Rory: Loose lips sink ships. That sort of thing.
Dan: Well, there’s a big focus on technological solutions. We read articles on how to do encryption and so on. But, take as an example this little check box. If you uncheck it you get plain text. And there’s probably a little dialog box that pops up and asks “are you sure you know what you’re doing?” or “this data will be sent in plain text” but… I don’t know if people necessarily get it. Because, let’s face it, unless you’re an enterprise, you have an IT department, and people who really think about security, nobody’s gonna bother to hook this thing up through SSL.
Carl: Well, it’s a big pain in the ass for most people.
Dan: It is!
Carl: As a developer, that’s the last thing I want to do. I mean, it’s something I know I have to do, and I do it but my natural instinct is to leave it until the last moment so I can work with my program without any barriers. Do you find that’s true, Rory?
Rory: Absolutely.
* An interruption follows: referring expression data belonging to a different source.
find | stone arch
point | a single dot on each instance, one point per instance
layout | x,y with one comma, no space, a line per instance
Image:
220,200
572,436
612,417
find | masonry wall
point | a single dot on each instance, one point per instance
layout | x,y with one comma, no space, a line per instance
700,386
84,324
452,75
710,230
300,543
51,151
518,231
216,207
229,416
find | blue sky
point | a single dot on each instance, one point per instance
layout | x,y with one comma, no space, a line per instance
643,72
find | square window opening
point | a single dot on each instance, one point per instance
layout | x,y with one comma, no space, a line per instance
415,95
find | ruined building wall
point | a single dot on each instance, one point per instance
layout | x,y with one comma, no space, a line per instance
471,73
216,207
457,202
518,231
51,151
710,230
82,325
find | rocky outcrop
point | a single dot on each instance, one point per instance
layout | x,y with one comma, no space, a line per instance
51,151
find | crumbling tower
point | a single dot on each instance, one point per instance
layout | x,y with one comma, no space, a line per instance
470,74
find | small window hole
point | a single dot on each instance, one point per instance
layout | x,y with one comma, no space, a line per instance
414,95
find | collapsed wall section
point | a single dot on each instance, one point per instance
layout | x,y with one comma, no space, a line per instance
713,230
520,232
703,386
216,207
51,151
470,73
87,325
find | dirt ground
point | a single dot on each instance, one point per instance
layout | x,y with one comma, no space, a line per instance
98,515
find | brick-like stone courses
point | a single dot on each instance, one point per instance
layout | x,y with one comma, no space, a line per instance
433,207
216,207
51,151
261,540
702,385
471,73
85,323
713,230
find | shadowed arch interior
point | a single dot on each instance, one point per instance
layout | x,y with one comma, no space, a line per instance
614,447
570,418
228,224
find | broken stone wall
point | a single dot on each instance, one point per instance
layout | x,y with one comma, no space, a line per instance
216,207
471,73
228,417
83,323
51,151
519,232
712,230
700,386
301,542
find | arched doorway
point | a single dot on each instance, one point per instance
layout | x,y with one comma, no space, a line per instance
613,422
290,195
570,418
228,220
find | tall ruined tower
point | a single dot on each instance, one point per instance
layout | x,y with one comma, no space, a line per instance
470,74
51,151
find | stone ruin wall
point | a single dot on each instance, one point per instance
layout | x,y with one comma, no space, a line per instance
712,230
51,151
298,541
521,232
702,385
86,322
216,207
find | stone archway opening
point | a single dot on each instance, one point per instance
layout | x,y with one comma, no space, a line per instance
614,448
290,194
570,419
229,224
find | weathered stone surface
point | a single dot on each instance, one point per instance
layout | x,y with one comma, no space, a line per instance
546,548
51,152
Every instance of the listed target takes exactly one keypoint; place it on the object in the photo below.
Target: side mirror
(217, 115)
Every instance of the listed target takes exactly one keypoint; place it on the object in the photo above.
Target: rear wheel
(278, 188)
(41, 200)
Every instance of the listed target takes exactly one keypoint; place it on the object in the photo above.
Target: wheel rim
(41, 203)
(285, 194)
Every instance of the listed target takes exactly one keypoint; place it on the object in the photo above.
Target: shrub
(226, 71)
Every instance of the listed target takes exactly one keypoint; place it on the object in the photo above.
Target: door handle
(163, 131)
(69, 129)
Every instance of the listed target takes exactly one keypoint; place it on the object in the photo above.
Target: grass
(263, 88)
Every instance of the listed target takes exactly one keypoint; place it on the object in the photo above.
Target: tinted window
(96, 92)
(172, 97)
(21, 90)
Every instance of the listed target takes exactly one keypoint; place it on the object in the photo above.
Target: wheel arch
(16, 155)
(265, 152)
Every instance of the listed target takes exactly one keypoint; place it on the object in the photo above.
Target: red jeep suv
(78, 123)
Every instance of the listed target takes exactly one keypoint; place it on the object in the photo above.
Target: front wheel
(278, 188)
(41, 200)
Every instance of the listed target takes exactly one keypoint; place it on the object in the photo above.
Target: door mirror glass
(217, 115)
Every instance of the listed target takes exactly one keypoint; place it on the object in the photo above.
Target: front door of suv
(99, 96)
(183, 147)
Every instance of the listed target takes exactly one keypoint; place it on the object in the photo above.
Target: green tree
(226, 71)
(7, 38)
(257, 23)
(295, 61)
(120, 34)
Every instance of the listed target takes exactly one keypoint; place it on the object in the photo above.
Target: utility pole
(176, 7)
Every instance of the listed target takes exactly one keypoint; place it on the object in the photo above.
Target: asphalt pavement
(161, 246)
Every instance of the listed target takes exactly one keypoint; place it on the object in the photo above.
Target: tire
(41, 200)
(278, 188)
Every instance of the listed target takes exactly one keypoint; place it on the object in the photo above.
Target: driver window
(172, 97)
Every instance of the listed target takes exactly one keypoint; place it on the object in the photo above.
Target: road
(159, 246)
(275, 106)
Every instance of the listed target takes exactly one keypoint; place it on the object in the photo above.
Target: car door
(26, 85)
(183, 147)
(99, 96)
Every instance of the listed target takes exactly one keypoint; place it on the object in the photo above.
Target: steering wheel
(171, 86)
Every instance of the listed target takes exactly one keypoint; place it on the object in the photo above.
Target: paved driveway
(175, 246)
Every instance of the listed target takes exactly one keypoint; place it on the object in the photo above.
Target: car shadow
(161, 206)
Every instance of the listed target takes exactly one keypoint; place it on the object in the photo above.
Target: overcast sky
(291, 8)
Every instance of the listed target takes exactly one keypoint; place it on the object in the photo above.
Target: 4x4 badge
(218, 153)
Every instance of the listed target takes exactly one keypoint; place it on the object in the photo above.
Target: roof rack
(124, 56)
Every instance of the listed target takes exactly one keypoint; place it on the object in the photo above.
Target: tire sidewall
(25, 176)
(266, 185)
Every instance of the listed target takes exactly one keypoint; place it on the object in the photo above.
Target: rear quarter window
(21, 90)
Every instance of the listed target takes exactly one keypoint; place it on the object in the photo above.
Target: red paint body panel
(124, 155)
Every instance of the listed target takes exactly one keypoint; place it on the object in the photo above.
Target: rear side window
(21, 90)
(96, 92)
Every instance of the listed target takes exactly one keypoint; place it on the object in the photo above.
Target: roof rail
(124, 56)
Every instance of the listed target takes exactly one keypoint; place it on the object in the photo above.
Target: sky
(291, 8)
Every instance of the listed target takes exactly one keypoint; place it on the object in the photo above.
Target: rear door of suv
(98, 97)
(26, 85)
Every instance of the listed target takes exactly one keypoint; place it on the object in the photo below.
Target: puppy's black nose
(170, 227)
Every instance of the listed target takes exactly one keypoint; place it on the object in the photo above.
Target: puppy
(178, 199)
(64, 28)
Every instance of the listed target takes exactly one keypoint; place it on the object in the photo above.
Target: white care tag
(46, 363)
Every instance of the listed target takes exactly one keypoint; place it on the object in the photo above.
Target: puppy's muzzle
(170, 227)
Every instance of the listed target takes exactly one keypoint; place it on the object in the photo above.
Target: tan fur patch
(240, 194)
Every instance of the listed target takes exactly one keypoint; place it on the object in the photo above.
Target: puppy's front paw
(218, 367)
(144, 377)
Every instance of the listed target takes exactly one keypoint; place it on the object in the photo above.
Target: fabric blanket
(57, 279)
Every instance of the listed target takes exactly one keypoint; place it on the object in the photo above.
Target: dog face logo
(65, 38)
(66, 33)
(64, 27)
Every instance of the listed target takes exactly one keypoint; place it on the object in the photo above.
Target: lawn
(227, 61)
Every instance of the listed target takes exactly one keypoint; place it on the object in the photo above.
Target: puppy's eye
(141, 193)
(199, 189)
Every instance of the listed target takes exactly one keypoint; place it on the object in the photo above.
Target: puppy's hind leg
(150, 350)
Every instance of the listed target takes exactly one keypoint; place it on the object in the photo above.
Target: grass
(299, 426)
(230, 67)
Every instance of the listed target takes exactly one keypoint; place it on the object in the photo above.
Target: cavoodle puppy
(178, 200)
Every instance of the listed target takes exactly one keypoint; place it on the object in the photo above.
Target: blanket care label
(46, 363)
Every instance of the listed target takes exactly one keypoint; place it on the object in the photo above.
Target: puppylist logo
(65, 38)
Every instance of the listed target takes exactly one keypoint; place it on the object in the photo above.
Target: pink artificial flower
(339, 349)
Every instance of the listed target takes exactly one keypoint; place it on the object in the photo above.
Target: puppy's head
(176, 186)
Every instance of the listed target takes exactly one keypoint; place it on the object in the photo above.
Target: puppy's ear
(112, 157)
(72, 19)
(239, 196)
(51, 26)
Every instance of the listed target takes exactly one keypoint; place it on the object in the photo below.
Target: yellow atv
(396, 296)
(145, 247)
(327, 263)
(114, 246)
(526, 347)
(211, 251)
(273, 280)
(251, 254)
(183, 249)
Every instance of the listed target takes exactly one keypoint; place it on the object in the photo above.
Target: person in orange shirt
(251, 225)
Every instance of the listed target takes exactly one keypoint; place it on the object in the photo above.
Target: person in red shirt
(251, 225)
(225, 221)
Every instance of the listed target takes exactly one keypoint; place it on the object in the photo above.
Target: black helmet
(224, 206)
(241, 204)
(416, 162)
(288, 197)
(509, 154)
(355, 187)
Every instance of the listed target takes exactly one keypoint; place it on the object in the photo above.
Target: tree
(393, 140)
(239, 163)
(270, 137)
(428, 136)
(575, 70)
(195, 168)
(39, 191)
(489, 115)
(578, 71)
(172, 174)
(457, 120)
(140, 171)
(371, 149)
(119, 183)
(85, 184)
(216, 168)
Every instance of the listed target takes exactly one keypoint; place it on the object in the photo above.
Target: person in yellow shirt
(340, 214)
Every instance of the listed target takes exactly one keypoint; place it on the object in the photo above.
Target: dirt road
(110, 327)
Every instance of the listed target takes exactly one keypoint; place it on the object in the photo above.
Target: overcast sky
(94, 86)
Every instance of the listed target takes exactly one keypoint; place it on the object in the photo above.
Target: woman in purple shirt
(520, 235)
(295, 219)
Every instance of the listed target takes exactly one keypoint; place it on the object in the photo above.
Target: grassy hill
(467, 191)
I was thinking that the checkbox is there either for that reason or as a weed-out thing.
Carl and Dan: (chuckling)
Rory: You know, you’re about to go into production and you actually unselect that checkbox, and you don’t use SSL, and an alarm goes off somewhere inside Microsoft and the black helicopters come and you are vaporized on the spot.
Carl and Dan: (laughing)
Rory: And, now you’re not competing with me for that job anymore. So, I like that box. I’m happy with that box. That’s a feature.
Carl and Dan: (choking)
Rory: You know? And, that’s the great thing. It’s checked by default, so how crazy can you be? I mean, you see that and you think “Do I want security?” [pauses] “NAH!!!” Bang!
Carl and Dan: (paramedics performing CPR)
Rory: That is a fine box. I’m happy with the box. The box is good. I want more of those boxes. I want a whole row of them.
Carl and Dan: (eyes wide and dilated)
Rory: Bypass Firewall. Open Up All Ports. We should have these too. Because I want to see things thin out a little bit. You know? Less job competition… I like that.
Carl and Dan: (nearly dead)
Rory: I like the whole idea of just a bolt of lightning shooting out of the monitor automatically if you go anywhere near one of those checkboxes.
Carl and Dan: (recovering now)
Rory: If you even hover…
Carl and Dan: (choking again)
Rory: …for a few seconds, I want you to be a pile of ash in your little Aeron chair.
Dan: They’re not going to do that, though. If they vaporize you then you can’t buy more software.